Jedoch nimmt Viktor Schelin an, dass die Sozialisten die Wahlen nicht gewinnen werden. Dabei verwies er auf die Ergebnisse einer jüngsten soziologischen Untersuchung. Laut deren Angaben hätten drei Parteien Chancen, in das neue Parlament einzuziehen – die Partei der Aktion und Solidarität (PAS), die Partei der Sozialisten und die Schor-Partei. Dies belegen zumindest die Ergebnisse der April-Umfrage, die durch die Assoziation der Soziologen und Demografen durchgeführt wurde und am vergangenen Dienstag vorgestellt worden ist.

Laut der Umfrage könne, wenn die Wahlen am kommenden Sonntag stattfinden würden, die PAS 25,7 Prozent der Wählerstimmen erhalten, die Sozialisten – 24,3 Prozent und „Schor“ – 6,5 Prozent. Die übrigen Formationen würden die 5-Prozent-Sperrklausel nicht überwinden.

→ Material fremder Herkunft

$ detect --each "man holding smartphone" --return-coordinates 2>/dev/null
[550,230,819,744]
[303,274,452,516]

Wenn man nur diejenigen erfasst, die sich festgelegt haben, so kann die PAS 39,7 Prozent der Stimmen erhalten, die Partei der Sozialisten – 37,6 Prozent und 2Schor“ – 10 Prozent. Dies bedeutet, dass im nächsten Parlament sich die Sitze wie folgt verteilen könnten; PAS – 46, die Sozialisten – 44 und „Schor“ – 11.

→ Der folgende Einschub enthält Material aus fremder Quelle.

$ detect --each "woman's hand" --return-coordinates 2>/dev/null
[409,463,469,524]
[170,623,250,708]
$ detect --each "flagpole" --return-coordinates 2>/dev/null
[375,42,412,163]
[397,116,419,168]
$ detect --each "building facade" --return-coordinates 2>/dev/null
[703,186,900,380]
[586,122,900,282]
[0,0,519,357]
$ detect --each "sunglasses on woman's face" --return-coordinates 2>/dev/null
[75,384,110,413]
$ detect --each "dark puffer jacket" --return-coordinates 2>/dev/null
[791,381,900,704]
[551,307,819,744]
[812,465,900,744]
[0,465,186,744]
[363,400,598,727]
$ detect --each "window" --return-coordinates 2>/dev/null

Die Umfrage zieht aber nicht ins Kalkül, dass die prorumänische Partei „Demokratie für zu Hause“ ins Parlament einziehen wird, die mit dem Elektorat der Liberalen Partei (12 Prozent der Wähler) rechnen kann, die nicht an den Wahlen teilnimmt, betonte der Vorsitzende der Sozialdemokraten.

Der PAS-Abgeordnete Mihail Popșoi betonte, dass es gut wäre, wenn auch andere Rechtsparteien neben der PAS ins Parlament einziehen würden. „Dies würde die Chancen erhöhen und eine 100-%ige Garantie für eine proeuropäische Mehrheit gewähren. Wir haben Erfahrungen aus den kommunalen und parlamentarischen Wahlblöcken, die, sich einmal diplomatisch ausgedrückt, Mängel hatten. Es kann ein Block der Unionisten gebildet werden, ein Block aus anderen Rechtsparteien, die gemeinsam arbeiten werden, um die Sperrklausel zu überwinden, sagte Popșoi.

Zur gleichen Zeit erklärte der Leiter des gesellschaftlichen Rates „Für eine freie Heimat“ Igor Tuljanzew gegenüber dem russischen staatlichen TV-Sender RTR-Moldowa: „Faktisch erkennt sich Kischinjow als ein Teil Rumäniens an. Darüber spricht keiner. Wenn aber Maia Sandu und ihre Gruppe weiter die Entscheidung des Verfassungsgerichts von 2013 (über die Verleihung eines offiziellen Status für die rumänische Sprache – „NG“) vorantreiben und legitimieren, ist faktisch die ganze Gesetzesbasis dafür für sie fertig“.